Striding along the path Renny remarked, “That’s one of these newfangled houses. All very well, if you’ve never lived in anything better.”
“I’d not like to live there,” Mary said stoutly. “I’d rather live at home.”
“Or at Jalna,” he suggested.
She agreed with an emphatic nod. She was suddenly happy. The wind had ceased, the sun come out warm and almost spring-like. Suddenly on a mound a cluster of trilliums rose out of the wet earth, their white blooms held up like chalices, as though they had that instant sprung up from pure joy.
Renny and Mary stood looking down at them.
“You know better than to pick, don’t you?” he said.

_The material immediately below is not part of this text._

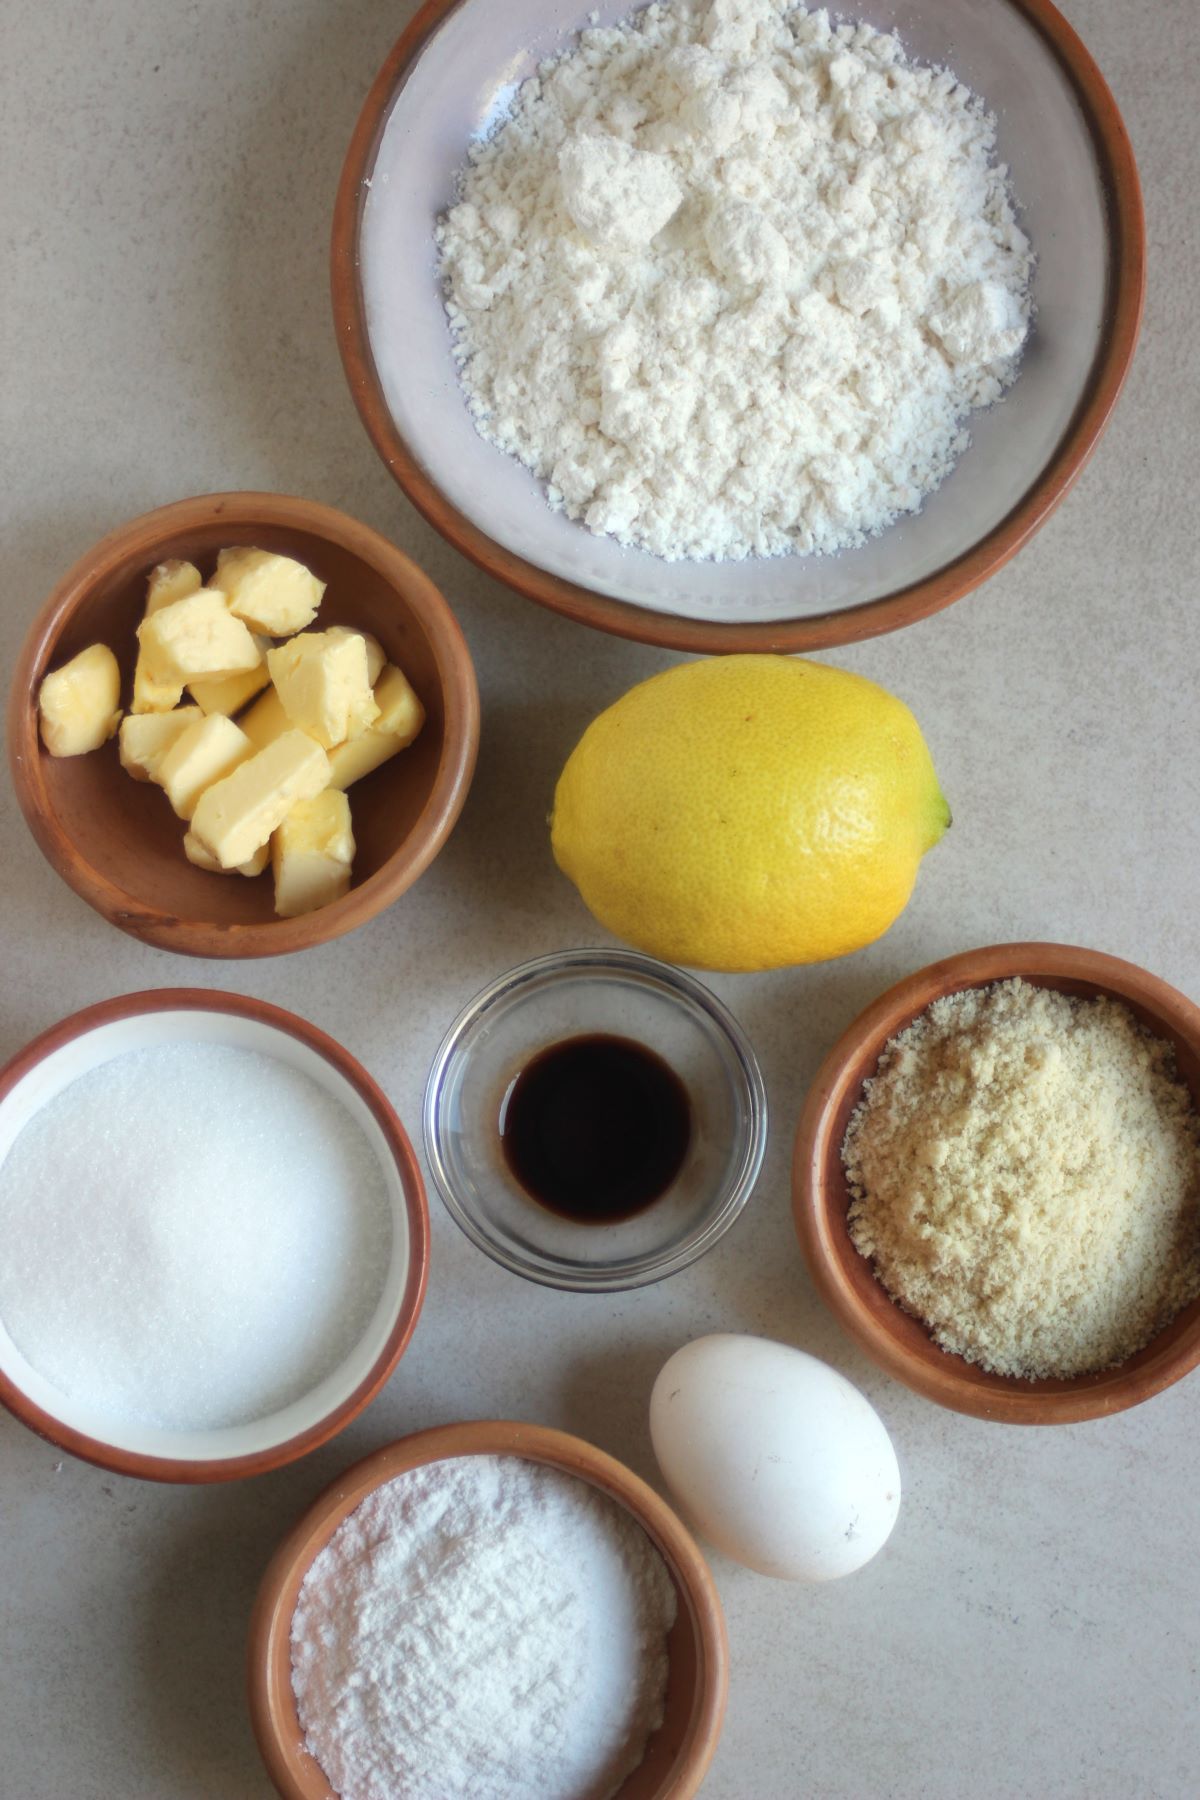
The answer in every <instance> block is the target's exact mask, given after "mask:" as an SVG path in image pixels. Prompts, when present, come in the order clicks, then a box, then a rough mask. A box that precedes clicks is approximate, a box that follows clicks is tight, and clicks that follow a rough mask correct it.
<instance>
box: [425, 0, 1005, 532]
mask: <svg viewBox="0 0 1200 1800" xmlns="http://www.w3.org/2000/svg"><path fill="white" fill-rule="evenodd" d="M993 142H995V121H993V119H991V115H990V113H988V112H986V110H984V106H982V103H981V101H979V99H977V97H973V95H972V94H970V92H968V90H966V88H964V86H963V85H961V83H959V81H957V79H955V76H954V74H950V72H948V70H936V68H927V67H919V65H916V63H910V61H907V58H905V52H903V49H901V45H900V41H898V40H896V38H891V36H883V34H882V32H876V31H873V29H871V27H869V25H838V27H835V25H831V22H829V18H828V14H826V13H806V11H804V9H802V7H801V5H795V4H792V0H712V4H711V5H709V4H691V5H689V4H687V0H676V4H666V5H649V7H646V9H644V11H642V13H637V14H635V16H633V18H631V20H628V22H626V23H624V25H617V27H613V29H604V31H601V29H590V31H585V32H583V34H581V38H579V40H578V45H576V47H574V49H570V50H569V52H565V54H563V56H561V58H556V59H554V61H551V63H545V65H543V67H542V70H540V74H538V77H534V79H531V81H527V83H525V85H524V86H522V90H520V94H518V99H516V104H515V108H513V113H511V115H509V119H507V121H506V122H504V124H502V128H500V130H498V131H497V133H495V135H493V137H491V139H488V140H486V142H482V144H477V146H475V148H473V149H471V155H470V162H468V169H466V173H464V176H462V187H461V200H459V203H457V205H455V207H452V211H450V212H448V214H446V218H444V220H443V221H441V223H439V245H441V257H443V275H444V283H446V308H448V315H450V324H452V331H453V335H455V356H457V360H459V365H461V376H462V385H464V391H466V398H468V403H470V407H471V412H473V416H475V421H477V427H479V430H480V432H482V436H484V437H488V439H491V441H493V443H495V445H498V446H500V448H502V450H507V452H511V454H513V455H516V457H518V459H520V461H522V463H524V464H525V466H527V468H531V470H533V472H534V473H536V475H538V477H540V479H542V481H543V482H545V491H547V497H549V500H551V504H552V506H554V508H560V509H563V511H565V513H569V515H570V517H572V518H581V520H583V522H585V524H587V526H588V529H590V531H596V533H608V535H612V536H615V538H617V540H619V542H622V544H631V545H640V547H642V549H648V551H653V553H655V554H658V556H664V558H667V560H675V558H680V556H696V558H741V556H775V554H783V553H786V551H802V553H808V551H837V549H842V547H847V545H855V544H862V542H864V540H865V538H867V536H871V535H874V533H878V531H882V529H883V527H885V526H887V524H891V522H892V520H894V518H896V517H898V515H901V513H910V511H916V509H918V508H919V504H921V500H923V499H925V495H928V493H930V491H932V490H934V488H937V484H939V482H941V481H943V479H945V475H946V473H948V472H950V468H952V464H954V461H955V459H957V457H959V454H961V452H963V450H964V446H966V443H968V432H966V427H964V419H966V416H968V414H970V410H972V409H975V407H984V405H988V403H990V401H993V400H997V398H999V396H1000V392H1002V391H1004V387H1006V385H1007V383H1009V382H1011V380H1013V376H1015V373H1016V358H1018V353H1020V347H1022V344H1024V338H1025V333H1027V329H1029V313H1031V302H1029V277H1031V252H1029V243H1027V239H1025V236H1024V234H1022V230H1020V229H1018V225H1016V221H1015V218H1013V205H1011V198H1009V191H1007V171H1006V169H1004V167H1002V166H997V164H993V162H991V160H990V157H991V149H993Z"/></svg>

“I’ve known that all my life.” She was proud of her knowledge of growing things. “It kills the bulb.… Is Sylvia Dennis’s stepmother?”
“Yes.”
“I thought stepmothers were cruel.”
“Nonsense. I myself had a stepmother, and a very sweet woman she was.”
“Does Dennis like her?”
“He will when he gets used to her.”
Mary was thankful when one of the farm wagons from Jalna overtook them and they rumbled in it, behind the two stout percherons, and were deposited at the gate of the Rectory — which, behind its tall greening hedge, looked the proper cozy setting for Auntie Meg. She met them and enfolded them in a warm embrace. She was having a cup of tea from a tray in the living room and at once brought two extra cups and poured some for each of them.
“And I have some thin slices of fruit loaf — really nice and fresh, with good raisins in it that you might like. You know how it is with me. I eat scarcely anything at table but must have a little snack now and again to keep me going. This is really the first food I’ve had today.”
“I know what you are about meals,” Renny said sympathetically. “It’s a wonder you don’t starve. Mary and I are due for lunch in a short while, so we don’t need anything to eat now but we’ll gladly drink a cup of tea with you.”
Mary was hungrily eyeing the slices of fruit loaf but she politely began to sip her tea. Renny was explaining to his sister the reason for the tour, while she, without seeming to do so, was sweeping clean the tray. Every now and then she would smile at Mary, a smile of such peculiar sweetness that the little girl forgot how hungry she was and how wet were her feet.
Renny, drinking a second cup of tea, was saying, “With the centenary of Jalna coming next year, I thought it a good thing to give the youngest of the family an idea of what it means to us.”
“You couldn’t do a better thing,” said Meg. “Modern times are so strange. One can’t be sure what children are thinking. One must guide them as best one can.”
Renny spoke firmly to the child. “Tell Auntie Meg what you know about the centenary at Jalna.”
With a slight quaver in her voice Mary answered, “Everybody’s got to come.”